Given P2 (part two of some text):

\(C_{2x} = C(F(A, j, D(P_{2}, n)), F(A, D(K(AM_{x}), n)))\) is a correlation of meaning \(AP_{2}\) with meaning \(AM_{x}\),

\(C_{2y}= C(F(A, j, D(P_{2}, n)), F(A, D(K(AM_{y}), n)))\) is a correlation of meaning \(AP_{2}\) with meaning \(AM_{y}\).

4.3 Calculating Correlation Coefficient Differences Given Different Parts of Text

Finally we calculate differences between the correlation coefficients which are useful for joke classification as they describe g correlation movement patterns.

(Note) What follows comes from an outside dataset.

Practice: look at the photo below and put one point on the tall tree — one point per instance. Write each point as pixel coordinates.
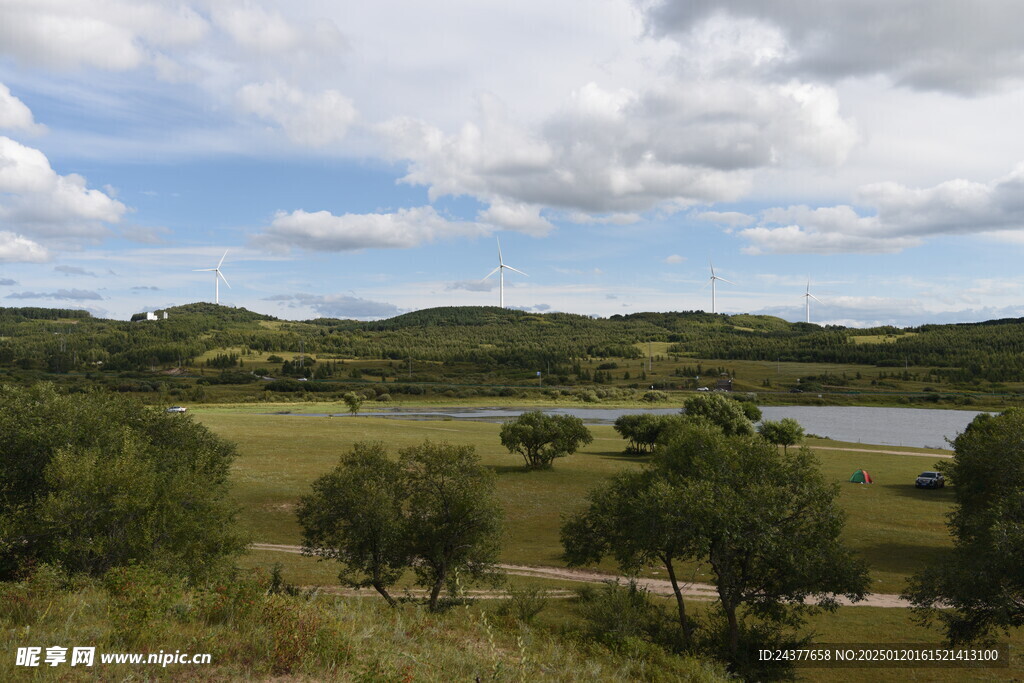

For example the difference between \(C_{1x}\) and \(C_{1y}\) tells us which meaning has greater correlation given P1, the first part of the joke, while the difference between \(C_{1x}\) and \(C_{1y}\) tells us which meaning has greater correlation given the second part. If \(C_{1x} - C_{1y} > 0\) then this meaning x is greater than meaning y given part one. On the other hand the difference between \(C_{1x}\) and \(C_{2x}\) tells us if a correlation coefficient for some meaning has increased or decreased given part on or part two of some text. If \(C_{1x} - C_{2x} > 0\) then the correlation of meaning x has decreased as the text is read in while if \(C_{1x} - C_{2x} < 0\) then it has increased.

We calculate the differences between \(C_{1x}, C_{1y}, C_{2x}\), and \(C_{2y}\). The difference \(C_{1x} - C_{1y}\) shows which meaning correlates higher given the first part of text, \(C_{2x} - C_{2y}\) shows which meaning correlates higher given the second part of text, \(C_{1x} - C_{2x}\) shows if meaning X correlates higher in the second part of text compared with the first, and \(C_{1y} - C_{2y}\) shows if meaning Y correlates higher in the second part of text compared with the first.

4.4 Building Features from Correlation Coefficient Differences Given Different Time Steps

We then define four Boolean variables \(x_{1}-x_{4}\) using these differences:

\(x_{1} = 1 \) If \(C_{1x} > C_{1y}\), else \(x_{1} = 0 \)

\(x_{1} = 1 \) means the correlation with meaning X is greater than meaning Y given the first part of the text.

\(x_{2} = 1 \) If \(C_{1x} > C_{2x}\), else \(x_{2} = 0 \)

\(x_{2} = 1 \) means the correlation with meaning X decreased going from part one to part two of the text

\(x_{3} = 1 \) If \(C_{1y} < C_{2y}\), else \(x_{3} = 0 \)

\(x_{3} = 1 \) means the correlation with meaning Y increased going from par tone to part two of the text

\(x_{4} = 1 \) If \(C_{2x} < C_{2y}\), else \(x_{4} = 0 \)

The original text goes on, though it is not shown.